When we finally have the prototype of our program up and running, I am planning on having a graduated student help with the evaluation. This person would have taken the program in class and so would be familiar with the program. Do you see any downfalls with this? From a learner's point of view, I am hopeful that they would recognize what is missing as opposed to someone who does not know the material.

I do not see a problem with this kind of evaluation once the purpose of the evaluation is not to determine the achievement of the learning outcomes. If it is, the graduated student will, as a minimum, not be representative of the student population for which you are developing the course.

I do not follow the logic of the graduate student helping to identify what is missing from the course. If this course was designed from a Course Design Specifications generated by following sound course design and development principles, then nothing should be missing. At least that is my opinion.
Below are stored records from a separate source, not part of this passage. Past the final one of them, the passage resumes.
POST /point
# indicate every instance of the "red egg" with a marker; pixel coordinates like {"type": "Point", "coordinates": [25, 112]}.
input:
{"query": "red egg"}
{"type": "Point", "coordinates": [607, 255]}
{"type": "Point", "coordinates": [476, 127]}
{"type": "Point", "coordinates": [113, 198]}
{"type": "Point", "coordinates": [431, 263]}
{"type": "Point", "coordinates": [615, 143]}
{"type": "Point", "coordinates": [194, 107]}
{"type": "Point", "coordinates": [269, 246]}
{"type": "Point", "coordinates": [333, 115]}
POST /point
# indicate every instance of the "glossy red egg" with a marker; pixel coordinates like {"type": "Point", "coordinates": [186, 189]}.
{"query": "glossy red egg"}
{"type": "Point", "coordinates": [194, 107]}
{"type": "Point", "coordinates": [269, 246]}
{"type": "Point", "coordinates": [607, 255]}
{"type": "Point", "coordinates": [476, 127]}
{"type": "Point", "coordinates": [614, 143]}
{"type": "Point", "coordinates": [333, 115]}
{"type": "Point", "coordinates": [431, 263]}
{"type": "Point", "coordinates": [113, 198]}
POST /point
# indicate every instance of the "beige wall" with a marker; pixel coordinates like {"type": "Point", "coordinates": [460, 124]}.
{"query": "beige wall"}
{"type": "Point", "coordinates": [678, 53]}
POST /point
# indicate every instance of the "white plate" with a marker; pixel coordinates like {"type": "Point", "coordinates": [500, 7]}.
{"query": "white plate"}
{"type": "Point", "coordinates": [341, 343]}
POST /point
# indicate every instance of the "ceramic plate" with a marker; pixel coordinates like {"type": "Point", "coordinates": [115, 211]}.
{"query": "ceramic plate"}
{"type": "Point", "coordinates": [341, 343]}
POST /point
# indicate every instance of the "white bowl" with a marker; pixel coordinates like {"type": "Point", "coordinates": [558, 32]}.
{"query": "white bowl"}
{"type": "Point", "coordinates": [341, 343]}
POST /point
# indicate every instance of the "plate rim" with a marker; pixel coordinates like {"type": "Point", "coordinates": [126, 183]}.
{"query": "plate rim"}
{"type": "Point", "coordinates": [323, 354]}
Moreover, your isntitution must have provided the Curriculum, a Syllabus or at least statements of the desired learning outcomes. The Instructor is the best person to determine the content domain in terms of relevance and adequacy; not the graduated student.

A graduate might make assumptions about the course as they have already taken the equivalent of the course. An alternative would be to use students that have not taken and will not take the course evaluate it. I say this so that you can get a true picture of the course dynamics. Then use students from the program that have not taken the course yet.

You could incorporate graduates in a survey to see what they would recommend to improve the course.

Two levels of evaluation are usually used in the academic environment----formative and summative. Formative precedes summative and involves one-on-one trials, as well as small group trials. In both of these trials, the participants are representative of the target student population. Summative evaluation involves running the course the way it was intended with actual students, and obtaining feedback through course evaluations. This is what typical ISD models recommend.

Real world scenarios may dictate differently. Budgetary constraints, time constraints, and availability of participants are the three main factors which can prevent conducting these levels of evaluation. Some institutions find it difficult to find participants even when they offer compensation.

This is good in one way and bad in another, yes this student will know the material and might have some good questions for an evaluation. This student might have a problem with a certain part of the material that another student might not have a problem with. best bet is to incorpate your own questions along with the graduate's questions.


I believe someone below alluded to the fact that the student used for the assessment may make assumptions based on the fact that they have already been exposed to the material. Here is a key point which we discussed in another topic. Visual materials generated for instructor led training may not be as detailed as is necessary for online courses. In the IL courses the instructor is there to fill in the blanks, expand upon and even explain in detail the visuals meaning. Consequently since the student has already seen the visuals being used, they grasp the concept from prior exposure where in reality the visual may not be detailed enough for someone without previous understanding. This is one example but could relate to other parts of the course as well. Just my two cents.


Good point - from what I have seen, it will vary from publisher to publisher and class to class on IL materials. Some are good enough to essentially stand alone, while others are really just cue points for the instructor and have gaps. Its therefore important to determine what your materials are like before you make decisions on how much you can rely on them.


That is a great idea for a post grad student for your primary evaluation.

I think this is very beneficial, especially because you are obtaining a real-time learner perspective. This will help you align your course to run smoother for future course students.

Adib Shakir


Great point - thank you for sharing!


I think that is a great idea. An evaluation from a former student would be valuable. Actually, the more observations the better. If you could also get a few faculty memebers to review from their perspective it would help. A sample size of one is hardly enough to get a sense of the course content and retention.